New planetary science news keeps coming from the European Planetary Sciences Congress, and we bring you highlight about a predictable volcano on Jupiter’s moon Io, Saturn’s moon Enceladus firing snow cannons at, well, everything, and rolling boulders being documented on the comet 67P / Chuyumov-Gerasimenko.
Volcano on Io
Enceladus’ snow cannons
Comet 67P / Chuyumov-Gerasimenko’s rolling boulders
As the week rolls on, the news just keep coming from the European Planetary Science Congress in Geneva, Switzerland.
Yesterday, our community erupted with news that something we can’t yet do here on Earth may now be possible on Jupiter’s moon Io. That something? Predicting the eruption of a volcano.
Jupiter’s moon Io was first observed to have active volcanism in 1979 when it was imaged by the Voyager 1 space probe. In the succeeding 40 years, multiple missions and ground based telescopes have worked to observe this small world’s massive eruptions; and when I say massive, I mean massive. The New Horizon’s spaccraft was able to observe Io’s volcano Tvashtar ejecting material 330 km above Io’s surface. If this happened on Earth, the ash would reach within 50 miles of the International Space Station. Io’s largest volcano, Loki, is an incredible 202 km or 126 mi across and contains a massive lava lake. This particular volcano was one of two that Voyager 1 saw erupting, and this is a volcano that scientists have seen continuing to erupt on a regular basis ever since.

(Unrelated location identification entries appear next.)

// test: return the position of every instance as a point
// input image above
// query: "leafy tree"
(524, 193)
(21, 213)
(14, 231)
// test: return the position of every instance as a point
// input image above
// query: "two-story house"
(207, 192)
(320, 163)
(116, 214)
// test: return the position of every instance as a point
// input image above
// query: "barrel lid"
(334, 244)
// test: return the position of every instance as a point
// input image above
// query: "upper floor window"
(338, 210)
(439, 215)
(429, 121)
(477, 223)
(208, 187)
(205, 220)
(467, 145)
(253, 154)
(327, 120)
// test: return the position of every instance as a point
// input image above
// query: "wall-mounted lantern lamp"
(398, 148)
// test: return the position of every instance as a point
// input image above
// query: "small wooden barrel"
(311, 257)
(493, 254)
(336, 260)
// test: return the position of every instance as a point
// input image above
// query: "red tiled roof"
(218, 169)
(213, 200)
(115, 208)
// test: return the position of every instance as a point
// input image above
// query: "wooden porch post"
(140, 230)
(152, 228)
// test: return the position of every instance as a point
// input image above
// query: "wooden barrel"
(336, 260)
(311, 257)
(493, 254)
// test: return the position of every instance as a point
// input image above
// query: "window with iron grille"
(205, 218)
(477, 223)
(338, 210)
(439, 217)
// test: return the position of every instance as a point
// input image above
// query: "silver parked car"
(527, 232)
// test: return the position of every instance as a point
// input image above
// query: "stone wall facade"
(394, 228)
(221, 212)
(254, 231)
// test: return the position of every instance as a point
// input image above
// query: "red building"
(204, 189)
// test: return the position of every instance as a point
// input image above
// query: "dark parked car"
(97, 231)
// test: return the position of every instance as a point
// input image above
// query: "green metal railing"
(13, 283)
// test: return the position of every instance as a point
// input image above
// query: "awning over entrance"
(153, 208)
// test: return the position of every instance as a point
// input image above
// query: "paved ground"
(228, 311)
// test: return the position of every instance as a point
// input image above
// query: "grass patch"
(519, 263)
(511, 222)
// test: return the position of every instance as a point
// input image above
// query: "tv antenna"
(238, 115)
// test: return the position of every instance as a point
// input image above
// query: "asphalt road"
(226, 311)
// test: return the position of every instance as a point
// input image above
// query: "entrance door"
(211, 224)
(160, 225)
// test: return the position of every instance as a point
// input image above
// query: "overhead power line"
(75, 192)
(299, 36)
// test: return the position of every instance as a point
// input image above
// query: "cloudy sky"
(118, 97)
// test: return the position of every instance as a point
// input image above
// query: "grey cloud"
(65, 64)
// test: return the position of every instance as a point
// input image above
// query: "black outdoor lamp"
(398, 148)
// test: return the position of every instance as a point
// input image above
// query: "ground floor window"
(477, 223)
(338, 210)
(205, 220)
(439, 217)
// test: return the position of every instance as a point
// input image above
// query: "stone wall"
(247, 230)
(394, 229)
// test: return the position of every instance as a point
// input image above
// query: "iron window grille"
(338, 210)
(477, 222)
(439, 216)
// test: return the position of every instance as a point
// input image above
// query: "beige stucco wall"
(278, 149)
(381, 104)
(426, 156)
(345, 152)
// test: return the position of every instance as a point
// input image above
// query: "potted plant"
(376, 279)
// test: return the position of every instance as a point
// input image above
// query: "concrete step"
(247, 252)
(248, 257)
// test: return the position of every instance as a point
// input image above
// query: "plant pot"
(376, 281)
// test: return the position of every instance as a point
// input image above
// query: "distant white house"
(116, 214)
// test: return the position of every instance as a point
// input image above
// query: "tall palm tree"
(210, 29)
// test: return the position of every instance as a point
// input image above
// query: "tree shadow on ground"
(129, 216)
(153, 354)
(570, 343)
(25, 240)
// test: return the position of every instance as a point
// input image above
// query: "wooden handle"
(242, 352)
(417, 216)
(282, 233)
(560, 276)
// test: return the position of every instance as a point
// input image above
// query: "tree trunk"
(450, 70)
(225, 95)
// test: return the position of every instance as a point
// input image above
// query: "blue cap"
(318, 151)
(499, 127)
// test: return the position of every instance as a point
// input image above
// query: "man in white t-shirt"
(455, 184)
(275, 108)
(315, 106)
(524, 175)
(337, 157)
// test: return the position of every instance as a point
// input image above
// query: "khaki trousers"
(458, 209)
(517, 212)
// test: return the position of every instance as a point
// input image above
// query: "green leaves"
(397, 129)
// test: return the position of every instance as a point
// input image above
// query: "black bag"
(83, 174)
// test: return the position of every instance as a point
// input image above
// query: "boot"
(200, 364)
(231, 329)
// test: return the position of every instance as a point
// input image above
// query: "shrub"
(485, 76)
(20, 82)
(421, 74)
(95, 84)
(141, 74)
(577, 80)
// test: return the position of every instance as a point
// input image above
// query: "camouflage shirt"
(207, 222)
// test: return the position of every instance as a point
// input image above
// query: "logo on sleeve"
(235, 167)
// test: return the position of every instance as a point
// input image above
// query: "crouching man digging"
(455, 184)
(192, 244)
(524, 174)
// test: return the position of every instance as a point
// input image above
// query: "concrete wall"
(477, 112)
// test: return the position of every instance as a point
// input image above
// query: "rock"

Many volcanoes are known to have somewhat regular eruption rates. On Earth, it is common to say “this volcano tends to erupt every 10ish years while that one erupts every 200 years or so.” These kinds of tough estimates are nice, but they don’t exactly tell you when you should look if you want to catch the big event… or avoid the big event.
With Io, things seem to run a bit more on a schedule, however. These eruptions, when viewed from earth, appear as a brightening of Io in the infrared – a color of light that is given off by warm objects, like warm lava. During the 1990s, eruptions were clocked in at a rate of once every 540 days, but overtime, Loki has speed up it’s cycle to an eruption approximately every 475 days.
And guess what – it’s time for one of these eruptions to start.
According to Rathbun, “We think that Loki could be predictable because it is so large. Because of its size, basic physics are likely to dominate when it erupts, so the small complications that affect smaller volcanoes are likely to not affect Loki as much. However, you have to be careful because Loki is named after a trickster god and the volcano has not been known to behave itself. In the early 2000s, once the 540 day pattern was detected, Loki’s behavior changed and did not exhibit periodic behavior again until about 2013.”
If Loki behaves as predicted, it will start it’s eruptions in the next few days to weeks.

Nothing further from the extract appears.